There is much more diversity in player types in the NFL over the NBA. The NBA is basically about 3 or 4 body types. The NFL is about multiple body types, with multiple schemes, for about 10 different positions. The added bonus in the NFL is that mid-first picks can actually be better for average teams than a top pick for a bad team. It does take one player to turn around an NBA franchise, but outside of Brandon Roy, who is the last multiple All-Star player on a winning team that was drafted outside of the Top 3 picks in the past five years?
 
There is much more diversity in player types in the NFL over the NBA. The NBA is basically about 3 or 4 body types. The NFL is about multiple body types, with multiple schemes, for about 10 different positions. The added bonus in the NFL is that mid-first picks can actually be better for average teams than a top pick for a bad team. It does take one player to turn around an NBA franchise, but outside of Brandon Roy, who is the last multiple All-Star player on a winning team that was drafted outside of the Top 3 picks in the past five years?

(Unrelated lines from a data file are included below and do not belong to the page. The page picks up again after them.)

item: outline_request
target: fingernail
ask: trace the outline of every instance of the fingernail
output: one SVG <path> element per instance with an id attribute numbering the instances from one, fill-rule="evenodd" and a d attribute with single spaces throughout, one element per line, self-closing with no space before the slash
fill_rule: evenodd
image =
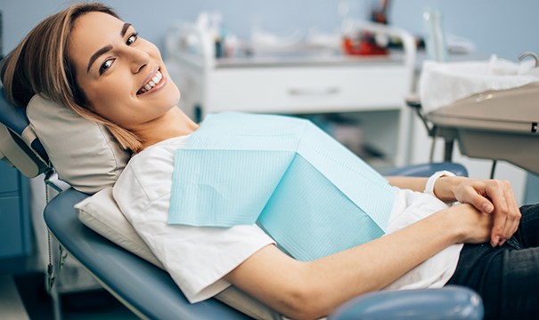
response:
<path id="1" fill-rule="evenodd" d="M 483 210 L 483 212 L 490 212 L 493 211 L 493 206 L 490 204 L 483 204 L 483 205 L 481 206 L 481 210 Z"/>
<path id="2" fill-rule="evenodd" d="M 490 242 L 490 245 L 492 245 L 493 247 L 495 247 L 496 245 L 498 245 L 499 243 L 500 243 L 500 236 L 494 236 L 494 239 Z"/>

These are good reasons for why NFL teams value first rounders more and I essentially agree with you. For a number of reasons, the draft is more essential to NFL teams because they need more players. More specialized roles (you can swap perimeter players through roles or play a natural PF at center, but it's harder to swap a linebacker into a safety role, let alone a wide receiver role), more good players required to win, more units necessary for a variety of schemes.

My point was simply that draft pick bounties on free agent signings are a significantly more powerful disincentive to sign away another team's free agent in the NFL than the NBA. You'll never see an NFL team sell a first round pick for cash (if such a thing is even allowed by rules...but even if it were, no team would consider doing it).